La malattia ha un impatto significativo sulla viticoltura, poiché le infiorescenze e gli acini si seccano (sintomi di piante infette negli anni precedenti), e in caso di attacco moderato i grappoli sono asimmetrici con pochi acini deformi, talvolta con un aspetto a perline.
I sintomi tipici della malattia si manifestano all’inizio dell’estate con l’arricciamento delle foglie verso il basso, con ingiallimento settoriale delimitato dalle nervature della foglia (nelle varietà bianche) o arrossamento (nelle varietà rosse).

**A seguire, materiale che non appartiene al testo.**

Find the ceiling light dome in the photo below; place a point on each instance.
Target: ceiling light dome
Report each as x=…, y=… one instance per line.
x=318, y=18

I germogli giovani hanno l’aspetto di nodi corti con una crescita ridotta, alternati a germogli normali. Talvolta, le canne non si lignificano, hanno un aspetto gommoso e possono essere infettate in modo persistente per diversi anni, finendo per morire o riprendersi.

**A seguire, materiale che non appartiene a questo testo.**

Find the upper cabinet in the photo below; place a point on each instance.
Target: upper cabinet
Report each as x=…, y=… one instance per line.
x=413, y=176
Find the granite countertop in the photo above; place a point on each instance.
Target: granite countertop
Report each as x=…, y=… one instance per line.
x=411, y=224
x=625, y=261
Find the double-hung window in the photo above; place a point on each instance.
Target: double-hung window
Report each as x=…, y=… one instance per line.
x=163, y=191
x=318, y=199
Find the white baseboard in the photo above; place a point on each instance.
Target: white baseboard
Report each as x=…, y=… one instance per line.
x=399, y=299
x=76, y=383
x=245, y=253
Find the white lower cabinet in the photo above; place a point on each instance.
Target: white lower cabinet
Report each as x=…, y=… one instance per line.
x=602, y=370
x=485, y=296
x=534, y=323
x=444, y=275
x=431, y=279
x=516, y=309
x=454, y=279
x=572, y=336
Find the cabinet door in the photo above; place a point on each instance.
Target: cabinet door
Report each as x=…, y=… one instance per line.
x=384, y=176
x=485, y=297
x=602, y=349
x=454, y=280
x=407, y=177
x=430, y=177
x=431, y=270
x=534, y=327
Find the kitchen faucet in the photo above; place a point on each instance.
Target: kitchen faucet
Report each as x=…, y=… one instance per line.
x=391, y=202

Come preveniamo e combattiamo la flavescenza?
La lotta contro la flavescenza a livello europeo è una sfida comune per gli agricoltori, affrontata con un approccio consapevole e serio, cosa che raccomando anche agli agricoltori in Romania e nella Repubblica di Moldova.

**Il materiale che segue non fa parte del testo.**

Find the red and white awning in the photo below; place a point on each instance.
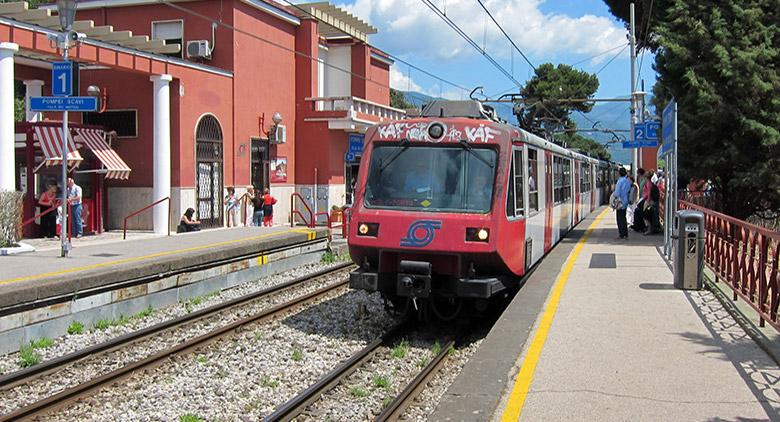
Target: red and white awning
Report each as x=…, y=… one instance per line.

Per questo motivo, il monitoraggio dei vigneti è molto importante e la strategia di limitazione e contenimento deve essere attuata come segue:
L’utilizzo di talee innestate prive di micoplasmi è molto importante nella gestione della prevenzione e del controllo della malattia. Nel creare nuovi vigneti, raccomando l’uso di talee innestate che siano state precedentemente sottoposte a trattamenti termici.
La termoterapia delle talee di vite è un metodo di trattamento mediante alte temperature, immergendole in acqua riscaldata a 55 gradi Celsius per 45 minuti.
La deforestazione dei vigneti abbandonati e lasciati incolti è la principale misura da adottare a livello nazionale affinché la lotta chimica possa avere un effetto significativo.
La gestione della lotta prevede 4 trattamenti chimici, il primo prima della germogliazione mediante l’applicazione di oli minerali con lo scopo di distruggere le uova della cicalina sotto la corteccia dei ceppi, il secondo trattamento quando il germoglio raggiunge i 10-15 cm per distruggere le prime larve.
Nei trattamenti 3 e 4 monitoreremo la comparsa e l’evoluzione della cicala vettore Scaphoideus tithanus mediante l’installazione di trappole adesive gialle sul filo utilizzato per guidare i germogli, preferibilmente al primo piano.
Saranno applicati trattamenti chimici con azione di contatto e ingestione con lunga persistenza.
I predatori naturali della cicala sono i neurotteri – Crysopa carnea, abbastanza efficaci sugli stadi larvali della cicala.
Dalla mia esperienza personale, sono riuscito a gestire una situazione di questo tipo, più precisamente nel 2012 ho individuato in una piantagione di Chardonnay di IV anno la presenza di sintomi di flavescenza.
In base alla virulenza dell’attacco, ho intrapreso alcune misure: rimozione dei tralci attaccati, recupero delle viti completamente colpite, ecc. Attualmente, la superficie in questione ha oltre 10 anni di coltivazione e il numero di viti colpite è diminuito.
In conclusione, l’importanza dell’utilizzo in tali parcelle di una tecnologia adeguata di fertilizzazione e di trattamenti fitosanitari mantiene il potenziale produttivo a un livello ottimale dal punto di vista economico.
Tornerò con un articolo dettagliato sulla biologia e i metodi di lotta contro la cicala vettore.